Please bear with me, this question is not going to be perfectly formed and/or may not have enough data for you to pin-point a cause. I am simply looking for ideas to continue solving this problem. Read as a horror story.
Problem Description
I have a C# program that interacts with an operator through button clicks, TCP/IP with a set of 4 barcode scanners, and some SQL. This is used in an somewhat-automated manufacturing setting. The barcode scanners come with a communications library to trigger barcode reading, as well as aggregate the data from 4 (or more) scanners into a single data stream to a client (my c# program). Each scanner provides the scanner ID as well as the scanned data, for example: 001:111111;004:444444;003:333333;002:222222.... 001, 004, 003 being the scanner's ID, while 111111, 222222, 333333, 444444 being the barcode data at those associated scanners.
I must apologize, you must be wondering why all these details but they come in play.
We run this program about 1000 times a day, mostly successfully. But at about 0.2% of the times, something unexpected happens.

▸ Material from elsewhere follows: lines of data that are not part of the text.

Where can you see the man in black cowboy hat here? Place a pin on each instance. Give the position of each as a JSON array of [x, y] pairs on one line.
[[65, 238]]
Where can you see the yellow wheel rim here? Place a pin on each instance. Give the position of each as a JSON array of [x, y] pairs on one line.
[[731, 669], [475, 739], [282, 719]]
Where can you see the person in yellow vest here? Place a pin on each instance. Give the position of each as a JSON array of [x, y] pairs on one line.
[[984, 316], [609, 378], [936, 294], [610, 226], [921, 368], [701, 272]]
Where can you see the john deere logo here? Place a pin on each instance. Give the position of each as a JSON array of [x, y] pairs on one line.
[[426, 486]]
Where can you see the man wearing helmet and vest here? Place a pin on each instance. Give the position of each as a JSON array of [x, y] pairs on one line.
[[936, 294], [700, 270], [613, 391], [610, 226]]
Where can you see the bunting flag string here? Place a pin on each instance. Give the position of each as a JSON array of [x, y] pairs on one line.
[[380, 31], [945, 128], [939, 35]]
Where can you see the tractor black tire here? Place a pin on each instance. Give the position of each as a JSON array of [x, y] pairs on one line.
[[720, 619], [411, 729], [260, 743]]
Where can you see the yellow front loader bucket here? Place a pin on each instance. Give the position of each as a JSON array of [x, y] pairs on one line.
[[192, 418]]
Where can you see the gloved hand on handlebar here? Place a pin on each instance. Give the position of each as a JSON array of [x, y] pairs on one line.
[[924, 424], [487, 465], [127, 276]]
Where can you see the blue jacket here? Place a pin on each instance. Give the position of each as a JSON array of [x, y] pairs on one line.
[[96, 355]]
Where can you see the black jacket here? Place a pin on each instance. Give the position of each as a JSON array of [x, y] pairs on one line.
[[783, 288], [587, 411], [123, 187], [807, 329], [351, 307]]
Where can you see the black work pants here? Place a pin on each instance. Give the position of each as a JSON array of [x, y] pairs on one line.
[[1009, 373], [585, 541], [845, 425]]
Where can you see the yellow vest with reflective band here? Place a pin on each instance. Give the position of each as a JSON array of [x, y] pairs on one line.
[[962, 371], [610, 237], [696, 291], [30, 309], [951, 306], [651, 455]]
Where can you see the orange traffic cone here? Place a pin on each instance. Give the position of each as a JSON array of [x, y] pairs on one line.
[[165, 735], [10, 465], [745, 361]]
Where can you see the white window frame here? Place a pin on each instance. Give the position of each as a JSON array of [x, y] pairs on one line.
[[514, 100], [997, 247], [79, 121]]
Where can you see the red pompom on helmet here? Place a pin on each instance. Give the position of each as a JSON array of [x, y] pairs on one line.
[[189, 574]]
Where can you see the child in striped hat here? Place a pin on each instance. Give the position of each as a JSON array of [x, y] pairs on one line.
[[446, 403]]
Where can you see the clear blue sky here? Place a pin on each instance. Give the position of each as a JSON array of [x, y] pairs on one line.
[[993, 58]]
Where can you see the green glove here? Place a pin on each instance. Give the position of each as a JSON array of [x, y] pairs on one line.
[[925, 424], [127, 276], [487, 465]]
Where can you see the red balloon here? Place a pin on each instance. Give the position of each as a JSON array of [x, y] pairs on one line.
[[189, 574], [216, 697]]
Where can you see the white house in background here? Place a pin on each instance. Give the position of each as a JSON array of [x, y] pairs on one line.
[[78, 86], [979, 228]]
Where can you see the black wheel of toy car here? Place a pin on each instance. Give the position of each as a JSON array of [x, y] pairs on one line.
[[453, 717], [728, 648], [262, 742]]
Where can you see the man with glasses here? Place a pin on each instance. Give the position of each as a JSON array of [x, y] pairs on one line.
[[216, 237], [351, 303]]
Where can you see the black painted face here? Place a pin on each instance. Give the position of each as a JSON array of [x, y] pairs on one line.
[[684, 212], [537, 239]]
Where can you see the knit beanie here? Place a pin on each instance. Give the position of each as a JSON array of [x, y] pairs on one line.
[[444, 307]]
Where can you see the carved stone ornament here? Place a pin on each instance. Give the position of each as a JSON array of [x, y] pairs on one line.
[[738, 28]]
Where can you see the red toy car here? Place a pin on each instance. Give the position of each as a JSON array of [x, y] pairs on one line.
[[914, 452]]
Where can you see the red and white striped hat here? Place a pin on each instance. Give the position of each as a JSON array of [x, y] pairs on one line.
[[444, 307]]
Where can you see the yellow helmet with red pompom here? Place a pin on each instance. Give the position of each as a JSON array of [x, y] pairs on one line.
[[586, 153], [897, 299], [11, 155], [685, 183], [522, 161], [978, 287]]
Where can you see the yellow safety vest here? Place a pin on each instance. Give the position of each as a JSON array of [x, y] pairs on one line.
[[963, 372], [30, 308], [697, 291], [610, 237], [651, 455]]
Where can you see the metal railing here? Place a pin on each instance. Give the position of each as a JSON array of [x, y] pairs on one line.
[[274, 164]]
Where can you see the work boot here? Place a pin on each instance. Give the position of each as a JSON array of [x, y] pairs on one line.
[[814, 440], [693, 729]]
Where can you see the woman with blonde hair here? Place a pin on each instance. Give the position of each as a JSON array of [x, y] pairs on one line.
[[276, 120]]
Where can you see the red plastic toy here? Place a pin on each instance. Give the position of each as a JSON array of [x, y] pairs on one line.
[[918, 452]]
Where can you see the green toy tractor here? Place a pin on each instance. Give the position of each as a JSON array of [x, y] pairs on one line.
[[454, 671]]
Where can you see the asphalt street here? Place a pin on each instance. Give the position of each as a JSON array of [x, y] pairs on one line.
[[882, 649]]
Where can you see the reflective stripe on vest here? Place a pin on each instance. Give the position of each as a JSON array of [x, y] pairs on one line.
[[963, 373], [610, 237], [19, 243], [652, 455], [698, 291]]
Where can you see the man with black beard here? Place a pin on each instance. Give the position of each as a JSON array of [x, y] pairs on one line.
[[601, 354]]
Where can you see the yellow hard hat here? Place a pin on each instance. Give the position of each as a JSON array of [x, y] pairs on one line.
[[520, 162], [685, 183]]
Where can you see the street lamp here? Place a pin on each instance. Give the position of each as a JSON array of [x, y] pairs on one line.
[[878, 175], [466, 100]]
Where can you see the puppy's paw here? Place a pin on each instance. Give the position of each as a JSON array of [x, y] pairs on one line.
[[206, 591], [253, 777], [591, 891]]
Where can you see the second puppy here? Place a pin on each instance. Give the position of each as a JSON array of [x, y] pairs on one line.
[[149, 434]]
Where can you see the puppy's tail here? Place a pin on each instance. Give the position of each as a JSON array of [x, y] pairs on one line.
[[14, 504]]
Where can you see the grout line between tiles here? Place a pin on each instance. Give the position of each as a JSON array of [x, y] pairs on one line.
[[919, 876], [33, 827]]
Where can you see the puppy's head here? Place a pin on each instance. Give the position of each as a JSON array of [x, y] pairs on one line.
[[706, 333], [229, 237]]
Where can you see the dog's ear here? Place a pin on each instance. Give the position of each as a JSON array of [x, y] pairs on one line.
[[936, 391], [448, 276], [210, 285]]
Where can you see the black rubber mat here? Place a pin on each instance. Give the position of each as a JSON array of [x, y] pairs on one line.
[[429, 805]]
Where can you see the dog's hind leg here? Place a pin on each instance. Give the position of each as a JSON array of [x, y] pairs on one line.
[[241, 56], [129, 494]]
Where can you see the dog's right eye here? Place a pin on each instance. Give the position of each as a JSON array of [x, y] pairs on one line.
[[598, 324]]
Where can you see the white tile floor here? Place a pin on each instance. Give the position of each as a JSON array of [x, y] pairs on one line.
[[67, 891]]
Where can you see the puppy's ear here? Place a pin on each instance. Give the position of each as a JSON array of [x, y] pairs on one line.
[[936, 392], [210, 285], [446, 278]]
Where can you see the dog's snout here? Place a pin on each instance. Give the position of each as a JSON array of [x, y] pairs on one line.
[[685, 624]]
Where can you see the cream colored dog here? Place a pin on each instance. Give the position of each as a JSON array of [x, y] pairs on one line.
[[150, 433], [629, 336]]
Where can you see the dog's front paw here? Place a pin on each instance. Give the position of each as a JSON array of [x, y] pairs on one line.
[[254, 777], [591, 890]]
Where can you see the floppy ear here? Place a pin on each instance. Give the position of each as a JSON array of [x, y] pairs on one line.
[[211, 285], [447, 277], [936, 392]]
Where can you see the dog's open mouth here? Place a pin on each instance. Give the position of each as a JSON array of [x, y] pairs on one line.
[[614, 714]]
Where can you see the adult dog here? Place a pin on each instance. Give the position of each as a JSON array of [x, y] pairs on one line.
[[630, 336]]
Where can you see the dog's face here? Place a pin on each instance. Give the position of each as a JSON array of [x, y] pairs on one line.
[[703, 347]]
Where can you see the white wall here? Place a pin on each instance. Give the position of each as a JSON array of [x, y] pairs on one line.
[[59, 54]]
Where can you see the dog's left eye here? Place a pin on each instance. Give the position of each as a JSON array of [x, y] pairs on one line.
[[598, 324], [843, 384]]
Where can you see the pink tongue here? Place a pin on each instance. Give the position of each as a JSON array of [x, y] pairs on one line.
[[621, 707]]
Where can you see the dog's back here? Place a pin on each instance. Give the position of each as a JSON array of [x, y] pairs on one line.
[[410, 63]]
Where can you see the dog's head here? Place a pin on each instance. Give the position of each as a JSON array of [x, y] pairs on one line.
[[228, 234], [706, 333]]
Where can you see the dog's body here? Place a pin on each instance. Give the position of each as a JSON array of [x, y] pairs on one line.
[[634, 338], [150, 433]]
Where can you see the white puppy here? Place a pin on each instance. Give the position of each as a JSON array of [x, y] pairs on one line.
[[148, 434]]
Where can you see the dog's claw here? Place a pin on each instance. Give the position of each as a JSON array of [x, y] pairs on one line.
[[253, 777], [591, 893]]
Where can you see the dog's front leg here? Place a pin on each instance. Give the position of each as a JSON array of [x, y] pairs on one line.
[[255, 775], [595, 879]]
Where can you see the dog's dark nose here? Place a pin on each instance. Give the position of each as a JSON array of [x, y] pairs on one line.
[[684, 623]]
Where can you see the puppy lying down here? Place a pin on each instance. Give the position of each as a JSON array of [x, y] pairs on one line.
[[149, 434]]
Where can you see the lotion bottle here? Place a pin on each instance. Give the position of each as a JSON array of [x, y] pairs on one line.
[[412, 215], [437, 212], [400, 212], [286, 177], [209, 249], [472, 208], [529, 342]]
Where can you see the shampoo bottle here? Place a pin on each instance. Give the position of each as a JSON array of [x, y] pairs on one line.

Normal program flow (99.8%):
SQL Connection Open
User button press
Scanner trigger
Scanner returns data
SQL Operations (New code Registered)
Abnormal program flow (0.2%)
SQL Connection Open
User button press
Scanner trigger
Scanner returns incorrect data
SQL Operations
**Program rewinds back to start
SQL Connection Open
User button press bypassed
Scanner trigger bypassed
Scanner returns GOOD data
SQL Operations
Here is a captured sequence of events in log with bold comments:
SQL Connection Open.
K-----e Scanner LF Connect success? True
K-----e Scanner RF Connect success? True
K-----e Scanner LB Connect success? True
K-----e Scanner RB Connect success? True
New code Registered: 785889<=>819345 wrong data
New code Registered: 917890<=>481899 wrong data
New code Registered: 249447<=>999731 wrong data
New code Registered: 967082<=>386511 wrong data
New code Registered: 794079<=>772860 wrong data
New code Registered: 349467<=>421658 wrong data
New code Registered: 810132<=>525941 wrong data
New code Registered: 879309<=>105578 wrong data
SQL Connection Open. Rewind back to start of cycle, all without any user interaction
K-----e Scanner LF Connect success? True
K-----e Scanner RF Connect success? True
K-----e Scanner LB Connect success? True
K-----e Scanner RB Connect success? True
785889 is not unique. Data is good now, DB ops correctly since all scanned data was already inserted into DB
Already Exist 785889
819345 is not unique.
Already Exist 819345
917890 is not unique.
Already Exist 917890
525941 is not unique.
Already Exist 525941
249447 is not unique.
Already Exist 249447
105578 is not unique.
Already Exist 105578
967082 is not unique.
Already Exist 967082
481899 is not unique.
Already Exist 481899
794079 is not unique.
Already Exist 794079
421658 is not unique.
Already Exist 421658
349467 is not unique.
Already Exist 349467
772860 is not unique.
Already Exist 772860
810132 is not unique.
Already Exist 810132
386511 is not unique.
Already Exist 386511
879309 is not unique.
Already Exist 879309
999731 is not unique.
Already Exist 999731
Known Issues After debugging (which is difficult due to the 0.2% occurrence), the scanner communications library is implicated for the wrong (scrambled) data 001:222222;004:111111;003:222222;002:333333, etc. I am concerned that the data is bad, but I am much more concerned about the program rewind.
Question What mechanism(s) or conditions could result in repeated code execution, triggered by an external library in C# windows form? How can I detect and trap such events?
Conclusion My apologies for the long and incomplete description of this problem, I have included the information that I could gather in this question. It is certainly beyond normal to see this happen, and repeatedly. I hope to gather some information from your replies to help me further diagnose or fix this problem.
I have discussed this problem with my local scanner rep, but software libraries are provided as-is. These scanners are $10K each, but this is now a problem that I have to solve.
Here's one idea: The barcode scans are probably event-driven. If the events occur too closely to each other there's no guarantee that one will complete its query before the next event triggers a different query. There's an easy way to make the thread wait for an action to complete using a basic sychronization object in
System.Threading.SemaphoreSlim
.If an operation is already in progress, the new one won't begin until the first one completes and releases the semaphore. My suggestion would be to protect your critical sections in this manner and see it it helps.